Think of your own office emulation. Got a nasty example you can’t shrug off?
Now imagine the biggest Boss-in-Chief. Imagine how his daily abhorrent conduct is eating away at our nation’s cultural norms. Think about what you are seeing, hearing, and reading in routine circumstances that two years ago would have been considered appalling.
He mocks a victim of sexual assault. He mocks a physically disabled journalist. He belittles the military service and wartime imprisonment of a senator. He insults the supreme sacrifice of a Gold Star family. He touts his wealth as permission to have his way with women at his whim. He proclaims that his ability to avoid taxes makes him smart. He denies climate change in direct opposition to the vast majority of the global science community. He cries out “America First” in a nation that already consumes the most natural resources per capita and maintains the planet’s unequalled reserve of nuclear weapons.

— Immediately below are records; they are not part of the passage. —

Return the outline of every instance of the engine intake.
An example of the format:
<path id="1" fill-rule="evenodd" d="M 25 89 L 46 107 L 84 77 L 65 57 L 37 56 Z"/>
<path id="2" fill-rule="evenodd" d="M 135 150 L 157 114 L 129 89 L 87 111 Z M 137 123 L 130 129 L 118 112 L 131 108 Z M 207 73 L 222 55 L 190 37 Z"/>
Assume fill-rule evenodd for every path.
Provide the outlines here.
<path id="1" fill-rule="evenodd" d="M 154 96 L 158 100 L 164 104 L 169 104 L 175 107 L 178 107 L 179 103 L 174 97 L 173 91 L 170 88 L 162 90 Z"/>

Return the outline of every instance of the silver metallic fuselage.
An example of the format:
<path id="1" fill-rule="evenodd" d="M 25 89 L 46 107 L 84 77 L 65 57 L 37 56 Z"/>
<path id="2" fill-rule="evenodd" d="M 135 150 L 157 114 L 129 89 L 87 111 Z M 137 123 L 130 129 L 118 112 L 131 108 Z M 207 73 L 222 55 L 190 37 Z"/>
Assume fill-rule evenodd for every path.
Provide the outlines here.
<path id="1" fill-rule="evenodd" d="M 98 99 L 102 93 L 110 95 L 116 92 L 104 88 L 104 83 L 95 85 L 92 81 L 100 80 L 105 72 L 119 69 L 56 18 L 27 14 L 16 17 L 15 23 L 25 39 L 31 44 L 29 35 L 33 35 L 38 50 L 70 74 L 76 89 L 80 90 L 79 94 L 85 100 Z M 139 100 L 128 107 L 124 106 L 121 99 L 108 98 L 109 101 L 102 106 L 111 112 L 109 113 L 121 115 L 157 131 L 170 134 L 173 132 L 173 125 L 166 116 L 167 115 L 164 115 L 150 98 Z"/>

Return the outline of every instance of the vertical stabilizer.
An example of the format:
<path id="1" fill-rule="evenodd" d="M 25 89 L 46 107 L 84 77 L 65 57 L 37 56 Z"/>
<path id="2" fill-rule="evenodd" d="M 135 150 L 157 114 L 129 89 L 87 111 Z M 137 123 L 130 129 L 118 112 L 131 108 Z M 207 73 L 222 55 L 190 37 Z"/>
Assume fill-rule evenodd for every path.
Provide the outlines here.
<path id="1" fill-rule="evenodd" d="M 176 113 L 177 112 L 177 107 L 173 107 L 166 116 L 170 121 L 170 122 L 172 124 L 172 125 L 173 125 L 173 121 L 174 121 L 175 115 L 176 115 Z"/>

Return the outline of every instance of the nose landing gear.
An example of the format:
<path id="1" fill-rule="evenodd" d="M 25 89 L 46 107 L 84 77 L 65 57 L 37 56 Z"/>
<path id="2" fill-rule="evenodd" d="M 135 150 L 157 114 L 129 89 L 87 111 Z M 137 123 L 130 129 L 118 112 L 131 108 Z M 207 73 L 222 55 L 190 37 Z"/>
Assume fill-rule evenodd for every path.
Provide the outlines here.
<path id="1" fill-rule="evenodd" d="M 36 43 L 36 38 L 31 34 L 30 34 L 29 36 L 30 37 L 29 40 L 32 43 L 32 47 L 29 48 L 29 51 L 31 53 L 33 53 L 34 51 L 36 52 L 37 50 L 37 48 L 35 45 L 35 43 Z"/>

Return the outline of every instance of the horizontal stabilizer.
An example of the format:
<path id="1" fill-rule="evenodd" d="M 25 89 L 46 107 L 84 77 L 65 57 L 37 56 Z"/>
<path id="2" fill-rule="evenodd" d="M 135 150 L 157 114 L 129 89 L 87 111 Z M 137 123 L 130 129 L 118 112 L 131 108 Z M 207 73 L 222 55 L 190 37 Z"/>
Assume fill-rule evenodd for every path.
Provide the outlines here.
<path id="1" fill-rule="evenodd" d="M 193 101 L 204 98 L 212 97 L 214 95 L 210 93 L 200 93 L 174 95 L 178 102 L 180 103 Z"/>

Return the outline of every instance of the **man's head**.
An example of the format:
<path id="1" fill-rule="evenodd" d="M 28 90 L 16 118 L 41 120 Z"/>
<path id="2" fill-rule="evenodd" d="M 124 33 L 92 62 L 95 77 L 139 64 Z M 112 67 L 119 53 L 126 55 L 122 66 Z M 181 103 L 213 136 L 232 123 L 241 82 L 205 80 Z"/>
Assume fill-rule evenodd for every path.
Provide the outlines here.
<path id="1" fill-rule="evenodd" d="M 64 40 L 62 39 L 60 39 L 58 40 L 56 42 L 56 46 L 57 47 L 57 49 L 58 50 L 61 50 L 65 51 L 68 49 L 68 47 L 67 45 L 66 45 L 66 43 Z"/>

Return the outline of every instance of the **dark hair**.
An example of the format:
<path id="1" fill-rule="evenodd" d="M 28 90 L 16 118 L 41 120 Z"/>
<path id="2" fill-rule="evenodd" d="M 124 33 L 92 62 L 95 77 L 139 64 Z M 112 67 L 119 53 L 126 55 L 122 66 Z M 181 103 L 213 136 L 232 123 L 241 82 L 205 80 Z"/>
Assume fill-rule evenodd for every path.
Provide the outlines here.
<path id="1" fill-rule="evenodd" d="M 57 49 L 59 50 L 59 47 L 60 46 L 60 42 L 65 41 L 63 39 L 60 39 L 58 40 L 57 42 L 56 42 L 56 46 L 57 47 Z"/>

What impact might that egoism be having on the rest of us? I’m not suggesting most of us long to lead rallies with chants of locking up an opponent, but think about what you are doing that you wouldn’t have done publicly in the prior time frame. Might you be acting ever so slightly differently? Are you feeling OK about it? I’m not.
Trump’s impact on our lives rises beyond the content of his thin theories and thinner policies. His stab to our innards is more than the overt lies he tells without remorse. The deterioration he is causing is systemic. Were we to be transformed in his image, his chaos would become our chaos.
Modern leadership is a privilege built upon empathy and humility. To rise above cynicism, we must embrace the notion of leadership by example. When we are entrusted with authority, what we do is what we allow others to do.
When a boss whispers, it’s a shout. When a boss shouts, it’s a call to arms.
Ridding ourselves of this malady will be no small trick. If it’s crept into your world view, start to root it out. If it’s infected your workplace, blow it up with a bomb. No, no bombs. Just eliminate it without drama. Insist collectively that the dreadful antics go away!
When enough of us allow Trump’s norms to become our own, the detriment to our well-being will last well beyond his term, likely beyond the life service of a Supreme Court justice. That vile tone will remain his legacy long after we think we are done with him.
When we rot, we decay until we dissolve. It’s not OK to let ourselves rot. Not now. Not ever.